1987
Acção/Sci-Fi
99 minutos
Steve De Jarnatt (realização)
Michael Almereyda (guião)
“You are not ‘gonna’ find anybody better than me, Mister.”
Edith E. Johnson
Estive tentado a não actualizar mais o blog, afinal como é que poderia continuar depois de Masters of the Universe? O canal mov da tv cabo deu-me a resposta, com outro filme saído da década de 80. Outro filme que rapidamente atingiu um estatuto de culto, não por ser uma obra de arte, mas por todo o imaginário circundante. E é verdade, outro filme saído de 1987, ano fértil. Para os que como eu aderiram ao boom dos clubes de vídeo durante os anos 80, este é um daqueles filmes que começa com o logo da Orion, outra produtora já extinta, à imagem da Cannon do filme anterior.
Cherry 2000 (1987) de Steve De Jarnatt, é um tipíco B-movie, feito para agradar a um público menos exigente a nível cinematográfico. Trata-se de uma obra clara de exploitation, onde as explosões, mortes e mulheres atraentes e perigosas dominam toda a acção. No filme, Sam (David Anrews) procura substituir a sua Cherry 2000, uma mulher robot que o preenche e completa em todos os campos, depois desta sofrer um curto-circuito. Para a conseguir substituir terá de viajar até aos confins da ‘Zone 7’, uma wasteland dominada pelos gangs. Para levar acabo a sua missão contrata Edith E. Johnson (uma Melanie Griffith belíssima, ao contrário daquilo que é hoje) uma tracker, que o guiará até uma soterrada Las Vegas na procura de uma réplica da sua Cherry.

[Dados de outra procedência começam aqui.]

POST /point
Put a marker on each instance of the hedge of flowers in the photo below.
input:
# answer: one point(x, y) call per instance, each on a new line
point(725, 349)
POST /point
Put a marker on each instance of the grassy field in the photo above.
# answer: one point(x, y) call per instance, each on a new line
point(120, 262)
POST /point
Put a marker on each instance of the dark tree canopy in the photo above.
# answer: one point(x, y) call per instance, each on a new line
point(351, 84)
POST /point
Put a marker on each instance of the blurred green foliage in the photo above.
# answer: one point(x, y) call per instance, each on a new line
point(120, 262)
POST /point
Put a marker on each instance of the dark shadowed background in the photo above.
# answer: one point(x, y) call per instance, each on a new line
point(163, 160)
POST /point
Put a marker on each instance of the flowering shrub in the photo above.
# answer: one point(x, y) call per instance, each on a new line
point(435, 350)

Realce para o vilão Lester (Tim Thomerson), um vilão insano que ao mesmo tempo consegue ter um lado nonsense encantador; assim como Six-Fingered Jack interpretado pelo grande Bem Johnson, vencedor de um Oscar pelo seu papel em The Last Picture Show (1971) de Peter Bogdanovich; de notar também um cameo de Larry Fishburne, agora Lawrence Fishburne (como advogado que intermeia relações sexuais), o Morpheus de The Matrix (1999) dos irmãos Wachowski.
Cherry 2000 mostra-nos uma sociedade onde o contacto entre humanos é reservado/proibido, sendo o sexo um acontecimento circunscrito, tratado como um bem e transaccionado com o recurso a advogados especializados. Os robots fazem parte do dia-a-dia, ocupando o vazio existente, levando o Homem a esquecer as relações humanas, criando laços vazios de significado maior. Embora o ano fosse o de 1987, De Jarnatt consegue veicular bem esse aspecto, que nos dias de hoje é gritante, cada vez mais nos isolamos com recurso à tecnologia, limitando o contacto humano, quer por comodismo, quer por medos excessivos (veja-se a ‘febre’ criada pela gripe A).

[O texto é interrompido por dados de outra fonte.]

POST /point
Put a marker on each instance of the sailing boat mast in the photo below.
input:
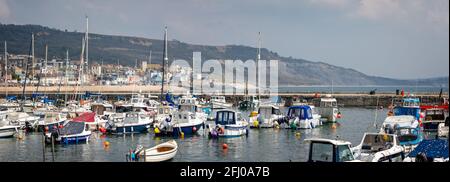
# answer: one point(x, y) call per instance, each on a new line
point(257, 62)
point(32, 54)
point(165, 60)
point(26, 72)
point(45, 68)
point(80, 71)
point(6, 69)
point(65, 73)
point(87, 43)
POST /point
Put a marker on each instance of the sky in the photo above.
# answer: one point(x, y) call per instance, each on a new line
point(405, 39)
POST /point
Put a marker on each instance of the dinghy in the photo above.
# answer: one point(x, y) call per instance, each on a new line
point(162, 152)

No final Sam percebe que é preferível optar por E. em detrimento de Cherry, claro que uma mulher que conduz um Mustang, dispara todo o tipo de armas, desde pistolas a bazucas, e que tem um cabelo cor-de-laranja deslumbrante, é bem melhor que qualquer sex toy.
À imagem do poster do filme anterior, este também é uma daquelas jóias dos anos 80, daqueles que dá vontade de ter a VHS (eu por acaso ainda a tenho), nada destas capas recentes, vejam e comparem. Mesmo sendo evidente que no poster original algumas coisas não batem certo, vejam bem o (suposto) braço de Melanie, autêntico Stallone.
Não esqueçam, claro, que (ainda) estávamos em 1987.
Capa da versão DVD, já sem o encanto do original.


1 comentário:
Este filme é espectacular! Também faz parte do meu imaginário infantil. Adorei mesmo. Em português... "A Boneca Mecânica".